1. Field
The present disclosure relates generally to fiber optics and, in particular, to a method and apparatus for transmitting optical signals over optical fibers. Still more particularly, the present disclosure relates to a method and apparatus for a transceiver used with plastic optical fibers in a network in an aircraft.
2. Background
Information may be transmitted in the form of signals using a number of different types of mediums. Optical fibers are one type of medium for transmitting signals in networks. In particular, optical fibers may be used to transmit signals in long-distance communications networks. Optical fibers allow the transmission of signals over greater distances and at higher bandwidths as compared to other types of mediums, such as, for example, metal wires. Signals travel through optical fibers with reduced power loss as compared to signals traveling through metal wires. Further, optical fibers are also immune to electromagnetic interference.
The materials used in optical fibers are typically selected from one of glass and plastic. The physical properties of glass make the use of glass optical fibers (GOFs) in optical networks desirable in many cases. For example, glass optical fibers experience less signal loss over a given distance than plastic optical fiber (POF). Networks using glass optical fibers are desirable for long distance communication networks. Signal loss becomes a greater concern as the distance over which an optical signal travels increases.
For example, optical signals sent over a network using glass optical fibers operate at the near infra-red (IR) wavelength range of about 1300 nanometers to 1550 nanometers. At these wavelengths, glass optical fibers experience a loss of about 0.2 decibels per kilometer. In contrast, optical signals sent through plastic optical fibers operate in the red wavelength range of about 650 nanometers. At this wavelength, optical signals through plastic optical fibers experience a loss of about 150 decibels per kilometer. Thus, the loss that occurs with optical signals traveling through plastic optical fibers is over two orders of magnitude higher than glass optical fiber signal loss.

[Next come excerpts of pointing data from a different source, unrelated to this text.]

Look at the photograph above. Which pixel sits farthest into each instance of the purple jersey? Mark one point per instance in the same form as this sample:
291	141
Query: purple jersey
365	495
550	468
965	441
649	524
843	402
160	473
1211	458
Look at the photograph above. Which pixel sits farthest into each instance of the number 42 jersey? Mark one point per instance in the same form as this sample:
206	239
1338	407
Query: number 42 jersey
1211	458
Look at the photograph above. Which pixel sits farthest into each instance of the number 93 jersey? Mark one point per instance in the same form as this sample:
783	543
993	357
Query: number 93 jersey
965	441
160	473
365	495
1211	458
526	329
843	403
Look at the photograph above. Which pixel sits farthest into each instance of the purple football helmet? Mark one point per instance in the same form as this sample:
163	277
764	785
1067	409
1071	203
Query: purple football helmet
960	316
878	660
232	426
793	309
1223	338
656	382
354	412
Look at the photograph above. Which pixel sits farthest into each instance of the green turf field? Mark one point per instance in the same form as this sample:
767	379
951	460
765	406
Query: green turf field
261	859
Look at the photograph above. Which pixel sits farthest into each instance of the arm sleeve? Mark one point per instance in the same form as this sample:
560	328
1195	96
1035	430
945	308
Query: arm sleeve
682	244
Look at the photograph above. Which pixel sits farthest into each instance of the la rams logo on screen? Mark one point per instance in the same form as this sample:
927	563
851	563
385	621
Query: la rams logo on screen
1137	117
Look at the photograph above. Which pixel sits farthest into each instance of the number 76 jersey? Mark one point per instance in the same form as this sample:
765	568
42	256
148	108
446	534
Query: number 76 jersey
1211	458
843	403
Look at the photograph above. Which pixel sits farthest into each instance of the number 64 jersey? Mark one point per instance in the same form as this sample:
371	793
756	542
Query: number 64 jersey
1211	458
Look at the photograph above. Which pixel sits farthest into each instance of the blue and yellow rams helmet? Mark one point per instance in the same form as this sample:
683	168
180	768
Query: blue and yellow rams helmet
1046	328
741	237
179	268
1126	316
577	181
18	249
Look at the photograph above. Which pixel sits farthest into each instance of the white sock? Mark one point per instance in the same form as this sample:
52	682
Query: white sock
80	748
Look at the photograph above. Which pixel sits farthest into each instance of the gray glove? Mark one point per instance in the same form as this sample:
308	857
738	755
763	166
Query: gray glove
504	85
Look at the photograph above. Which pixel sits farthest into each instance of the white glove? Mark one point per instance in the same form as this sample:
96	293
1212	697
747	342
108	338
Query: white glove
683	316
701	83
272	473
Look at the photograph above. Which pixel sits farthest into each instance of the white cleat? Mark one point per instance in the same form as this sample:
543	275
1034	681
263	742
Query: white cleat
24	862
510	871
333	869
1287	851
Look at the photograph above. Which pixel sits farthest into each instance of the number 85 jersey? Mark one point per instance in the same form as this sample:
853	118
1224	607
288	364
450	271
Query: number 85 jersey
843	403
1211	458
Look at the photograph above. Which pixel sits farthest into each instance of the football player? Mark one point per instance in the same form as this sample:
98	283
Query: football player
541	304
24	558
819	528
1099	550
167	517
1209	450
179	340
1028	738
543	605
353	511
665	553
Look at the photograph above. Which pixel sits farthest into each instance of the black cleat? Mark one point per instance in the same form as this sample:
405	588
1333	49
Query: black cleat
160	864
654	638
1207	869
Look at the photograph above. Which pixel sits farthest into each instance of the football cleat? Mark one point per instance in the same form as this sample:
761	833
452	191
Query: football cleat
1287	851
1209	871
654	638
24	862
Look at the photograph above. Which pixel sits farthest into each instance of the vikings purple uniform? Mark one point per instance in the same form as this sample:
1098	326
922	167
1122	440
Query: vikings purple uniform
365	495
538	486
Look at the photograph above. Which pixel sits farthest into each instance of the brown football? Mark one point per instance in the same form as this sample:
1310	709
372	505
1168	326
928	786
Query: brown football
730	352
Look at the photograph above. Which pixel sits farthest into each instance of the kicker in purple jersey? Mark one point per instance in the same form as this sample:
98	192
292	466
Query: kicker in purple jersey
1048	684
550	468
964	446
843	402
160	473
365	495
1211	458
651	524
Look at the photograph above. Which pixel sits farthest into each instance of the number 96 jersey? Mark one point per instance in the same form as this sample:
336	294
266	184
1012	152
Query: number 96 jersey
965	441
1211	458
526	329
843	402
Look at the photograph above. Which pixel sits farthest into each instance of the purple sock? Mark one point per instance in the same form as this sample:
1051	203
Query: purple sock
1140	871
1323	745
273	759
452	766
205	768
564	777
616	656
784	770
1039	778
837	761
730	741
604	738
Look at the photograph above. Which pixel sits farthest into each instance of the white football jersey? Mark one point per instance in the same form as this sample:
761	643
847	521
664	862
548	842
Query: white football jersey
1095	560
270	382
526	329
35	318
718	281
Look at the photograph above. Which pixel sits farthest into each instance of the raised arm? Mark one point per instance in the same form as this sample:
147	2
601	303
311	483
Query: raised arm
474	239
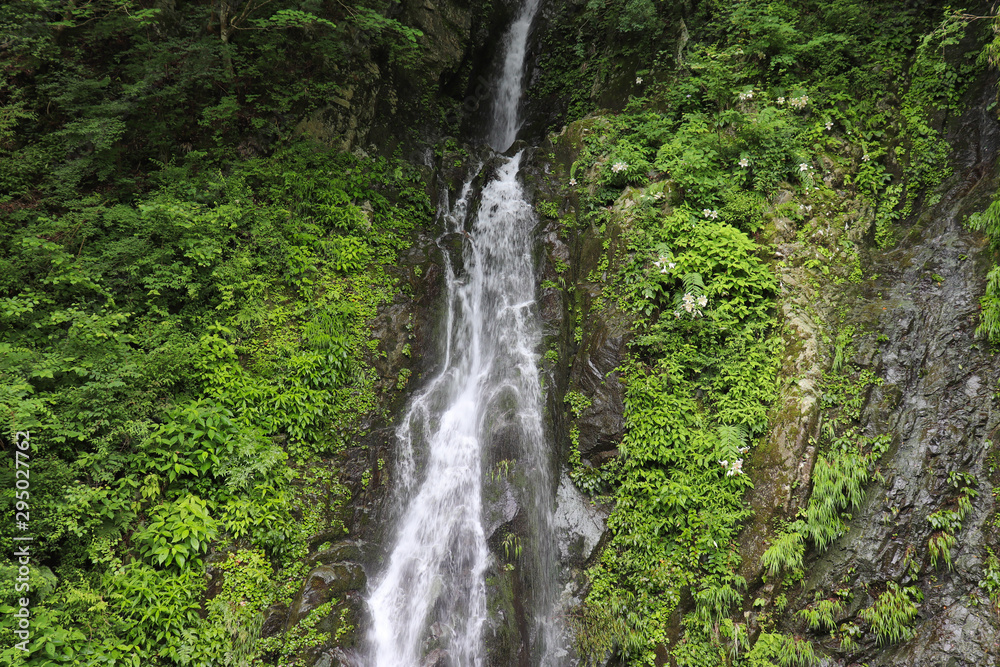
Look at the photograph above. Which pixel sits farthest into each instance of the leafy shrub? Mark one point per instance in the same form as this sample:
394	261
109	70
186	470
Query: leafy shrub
177	532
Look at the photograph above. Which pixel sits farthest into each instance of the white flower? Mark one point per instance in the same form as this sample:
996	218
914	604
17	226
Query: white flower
799	102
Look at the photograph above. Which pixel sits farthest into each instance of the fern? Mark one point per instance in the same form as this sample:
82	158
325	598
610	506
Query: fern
822	615
893	613
784	554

Despite these advantages, the use of glass optical fibers also has disadvantages as compared to plastic optical fibers. Glass optical fibers are more fragile than plastic optical fibers. Glass optical fibers may be also more likely to break during installation of these types of fibers.

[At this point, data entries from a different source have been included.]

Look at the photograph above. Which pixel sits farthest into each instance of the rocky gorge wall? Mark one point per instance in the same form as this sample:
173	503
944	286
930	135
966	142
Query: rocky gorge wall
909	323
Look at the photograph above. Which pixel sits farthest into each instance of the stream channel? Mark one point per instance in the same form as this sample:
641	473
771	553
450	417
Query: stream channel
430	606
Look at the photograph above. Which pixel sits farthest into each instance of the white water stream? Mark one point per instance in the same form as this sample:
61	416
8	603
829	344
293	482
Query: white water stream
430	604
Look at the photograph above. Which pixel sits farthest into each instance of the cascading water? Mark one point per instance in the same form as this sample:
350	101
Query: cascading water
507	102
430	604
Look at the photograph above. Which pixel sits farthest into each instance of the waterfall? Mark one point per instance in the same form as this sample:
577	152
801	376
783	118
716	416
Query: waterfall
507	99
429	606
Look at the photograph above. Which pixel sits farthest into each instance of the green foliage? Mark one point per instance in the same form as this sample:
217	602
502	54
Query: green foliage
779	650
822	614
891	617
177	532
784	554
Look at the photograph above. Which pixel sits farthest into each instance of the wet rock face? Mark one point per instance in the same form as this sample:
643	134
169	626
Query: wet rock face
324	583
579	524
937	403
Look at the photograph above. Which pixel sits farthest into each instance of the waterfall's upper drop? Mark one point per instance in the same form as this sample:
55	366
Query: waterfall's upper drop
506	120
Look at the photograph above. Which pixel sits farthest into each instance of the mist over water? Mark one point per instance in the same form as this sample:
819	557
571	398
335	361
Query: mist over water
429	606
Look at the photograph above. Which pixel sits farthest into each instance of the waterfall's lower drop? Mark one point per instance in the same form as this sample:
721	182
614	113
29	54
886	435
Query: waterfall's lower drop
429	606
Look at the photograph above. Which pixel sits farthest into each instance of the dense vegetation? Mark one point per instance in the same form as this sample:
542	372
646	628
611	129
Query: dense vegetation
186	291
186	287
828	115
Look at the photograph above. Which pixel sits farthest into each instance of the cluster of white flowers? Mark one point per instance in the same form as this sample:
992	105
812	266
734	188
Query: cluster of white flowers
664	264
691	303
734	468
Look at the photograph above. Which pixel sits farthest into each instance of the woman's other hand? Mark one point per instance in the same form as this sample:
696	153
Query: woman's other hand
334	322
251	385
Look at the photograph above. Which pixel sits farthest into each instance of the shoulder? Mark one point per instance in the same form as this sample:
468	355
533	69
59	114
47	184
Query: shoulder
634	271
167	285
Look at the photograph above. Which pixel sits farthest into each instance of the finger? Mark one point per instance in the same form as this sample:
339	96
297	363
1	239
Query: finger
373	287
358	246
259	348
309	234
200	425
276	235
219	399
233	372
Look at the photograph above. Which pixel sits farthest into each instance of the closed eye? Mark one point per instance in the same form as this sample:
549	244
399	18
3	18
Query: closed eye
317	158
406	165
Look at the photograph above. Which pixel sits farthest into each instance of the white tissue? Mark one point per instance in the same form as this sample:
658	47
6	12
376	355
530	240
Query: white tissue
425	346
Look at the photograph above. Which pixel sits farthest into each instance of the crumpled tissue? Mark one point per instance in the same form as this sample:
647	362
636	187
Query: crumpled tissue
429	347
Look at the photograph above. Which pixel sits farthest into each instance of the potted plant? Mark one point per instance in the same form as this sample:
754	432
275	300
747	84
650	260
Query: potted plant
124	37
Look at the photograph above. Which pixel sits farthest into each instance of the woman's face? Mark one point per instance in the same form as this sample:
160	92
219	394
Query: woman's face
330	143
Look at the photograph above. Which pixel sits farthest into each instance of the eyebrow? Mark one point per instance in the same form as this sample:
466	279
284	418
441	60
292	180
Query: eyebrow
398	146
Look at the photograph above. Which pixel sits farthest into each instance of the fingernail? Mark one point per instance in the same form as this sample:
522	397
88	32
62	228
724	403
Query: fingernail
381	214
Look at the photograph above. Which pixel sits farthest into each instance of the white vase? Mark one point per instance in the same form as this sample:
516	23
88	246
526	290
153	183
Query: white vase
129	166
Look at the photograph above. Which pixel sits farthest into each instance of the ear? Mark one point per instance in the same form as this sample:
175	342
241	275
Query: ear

Glass optical fibers are more expensive than plastic optical fibers. Further, components used in networks with glass optical fibers may be more expensive than components used in networks with plastic optical fibers. As a result, the use of glass optical fibers in networks may increase costs of installing and/or replacing glass optical fibers. Accordingly, it would be advantageous to have a method and apparatus, which takes into account one or more of the issues discussed above as well as possibly other issues.